When compiled with HTTP/2 support, cURL relies on libcurl and a backend such as nghttp2 to negotiate the protocol during the TLS handshake using ALPN. Command-line switches like --http2 and --write-out expose the negotiated protocol version, while verbose logging reveals the underlying handshake, stream setup, and reuse behavior.

Actual behavior depends on how the cURL binary was built, the capabilities of upstream servers and proxies, and whether cleartext h2c is involved. Forcing HTTP/2 on endpoints that only speak HTTP/1.1 results in connection failures, so version support and negotiation details should be checked before baking HTTP/2 flags into production scripts.

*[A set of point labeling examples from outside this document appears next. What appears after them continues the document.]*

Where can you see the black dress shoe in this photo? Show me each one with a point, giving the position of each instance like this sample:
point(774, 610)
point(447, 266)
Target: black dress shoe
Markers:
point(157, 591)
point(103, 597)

Steps to use HTTP/2 in cURL:

Display local cURL build information to confirm HTTP/2 support.

$ curl --version
curl 8.5.0 (aarch64-unknown-linux-gnu) libcurl/8.5.0 OpenSSL/3.0.13 zlib/1.3 brotli/1.1.0 zstd/1.5.5 libidn2/2.3.7 libpsl/0.21.2 (+libidn2/2.3.7) libssh/0.10.6/openssl/zlib nghttp2/1.59.0 librtmp/2.3 OpenLDAP/2.6.7
Release-Date: 2023-12-06, security patched: 8.5.0-2ubuntu10.6
Protocols: dict file ftp ftps gopher gophers http https imap imaps ldap ldaps mqtt pop3 pop3s rtmp rtsp scp sftp smb smbs smtp smtps telnet tftp
Features: alt-svc AsynchDNS brotli GSS-API HSTS HTTP2 HTTPS-proxy IDN IPv6 Kerberos Largefile libz NTLM PSL SPNEGO SSL threadsafe TLS-SRP UnixSockets zstd

Presence of HTTP2 in the Features line confirms that the installed binary can negotiate HTTP/2 connections.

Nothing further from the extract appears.